At least up in that plane, he had enough experience on his side to give him a rough idea what he would need to do to walk away from the impending disaster in one piece.
When it came to Grace and this vast, profound tenderness, he felt like the greenest of rookies soloing for the first time.
All he knew is that he had held her in his arms all night long as she slept and hadn’t wanted to let her free. He didn’t know what had happened to the anxiety he had always felt before at the idea of settling in to forever with a woman.
He just knew he wanted to hold her like this for the rest of their lives, to watch over her if she’d let him and do all he could to bring that soft, fleeting smile to her face.
He knew she cared about him.

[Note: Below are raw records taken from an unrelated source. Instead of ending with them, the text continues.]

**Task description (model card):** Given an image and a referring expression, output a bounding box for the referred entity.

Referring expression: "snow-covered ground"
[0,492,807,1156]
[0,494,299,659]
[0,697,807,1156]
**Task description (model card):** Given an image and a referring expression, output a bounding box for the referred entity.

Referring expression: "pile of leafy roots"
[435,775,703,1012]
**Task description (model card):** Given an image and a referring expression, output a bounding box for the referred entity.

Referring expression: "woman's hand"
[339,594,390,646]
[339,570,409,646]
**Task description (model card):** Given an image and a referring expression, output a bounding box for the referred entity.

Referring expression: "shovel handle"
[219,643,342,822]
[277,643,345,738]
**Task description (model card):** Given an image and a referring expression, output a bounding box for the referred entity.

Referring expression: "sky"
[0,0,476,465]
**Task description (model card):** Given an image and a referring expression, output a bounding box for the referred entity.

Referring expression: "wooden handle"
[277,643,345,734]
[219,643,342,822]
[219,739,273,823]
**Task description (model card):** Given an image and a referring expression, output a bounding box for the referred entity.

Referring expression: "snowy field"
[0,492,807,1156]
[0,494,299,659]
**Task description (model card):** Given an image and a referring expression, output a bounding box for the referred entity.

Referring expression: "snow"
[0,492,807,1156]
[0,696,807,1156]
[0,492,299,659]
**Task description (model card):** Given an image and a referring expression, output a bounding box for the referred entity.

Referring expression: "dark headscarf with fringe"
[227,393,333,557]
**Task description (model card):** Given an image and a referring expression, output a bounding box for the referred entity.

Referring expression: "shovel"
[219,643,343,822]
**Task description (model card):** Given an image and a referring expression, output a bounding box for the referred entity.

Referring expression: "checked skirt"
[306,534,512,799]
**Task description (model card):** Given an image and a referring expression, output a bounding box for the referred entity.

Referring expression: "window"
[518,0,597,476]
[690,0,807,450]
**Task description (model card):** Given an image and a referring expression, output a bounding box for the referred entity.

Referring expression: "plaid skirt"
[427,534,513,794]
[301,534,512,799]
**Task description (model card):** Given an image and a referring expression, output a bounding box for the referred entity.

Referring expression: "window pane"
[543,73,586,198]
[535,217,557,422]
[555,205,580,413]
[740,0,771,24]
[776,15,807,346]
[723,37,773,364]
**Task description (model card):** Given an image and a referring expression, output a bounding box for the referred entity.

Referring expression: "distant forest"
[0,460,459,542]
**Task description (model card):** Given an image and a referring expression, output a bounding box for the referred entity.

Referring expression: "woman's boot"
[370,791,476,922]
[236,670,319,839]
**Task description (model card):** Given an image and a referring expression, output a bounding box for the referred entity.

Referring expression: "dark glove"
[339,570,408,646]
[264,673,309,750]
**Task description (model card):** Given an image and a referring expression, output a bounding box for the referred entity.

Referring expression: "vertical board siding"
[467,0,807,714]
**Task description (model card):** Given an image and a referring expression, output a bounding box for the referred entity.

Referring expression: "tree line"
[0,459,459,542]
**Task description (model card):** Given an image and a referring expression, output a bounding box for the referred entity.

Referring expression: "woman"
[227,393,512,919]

He could see the softness in her eyes when she looked at him, and the trust there humbled him.
She probably had no idea she did it, but when she slept, she clung to him as if he was the only thing standing between her and a turbulent, untamed ocean.
He loved it.
And he loved her.
He adored everything about her, from the little frown that furrowed her forehead whenever she worked on that quilted thingy to the strong core of courage inside her to that sly, quicksilver sense of humor that sometimes sneaked out, surprising both of them.
He loved her as he had believed he would never love a woman, and he couldn’t imagine anything more perfect than spending the rest of his life watching for that sense of humor to erupt.
While he steered with one hand around the curving road toward home, he felt in the pocket of his leather jacket with the other to find the jeweler’s box there.
The square, satiny package he’d driven over to Seattle to buy probably should have reassured him, but all he felt were these raw, cold nerves.
He was rushing things. He knew damn well he was moving faster than she would find comfortable. She still had issues to work through about her daughter’s death, issues of guilt and accountability and grief.
And then there was Emma.
He frowned as he pulled the car into the driveway.
Emma.
What the hell did he think he was doing? Grace wouldn’t let Emma close enough even to get to know her, forget about coming to care about her enough to take on mothering her.
The minute he pulled out the ring, she would take off faster than the Concorde. He knew damn well that’s what she would do. His Grace had the most finely honed fight-or-flight instinct he’d ever seen, and in this case, he didn’t have the slightest doubt which one she would chose.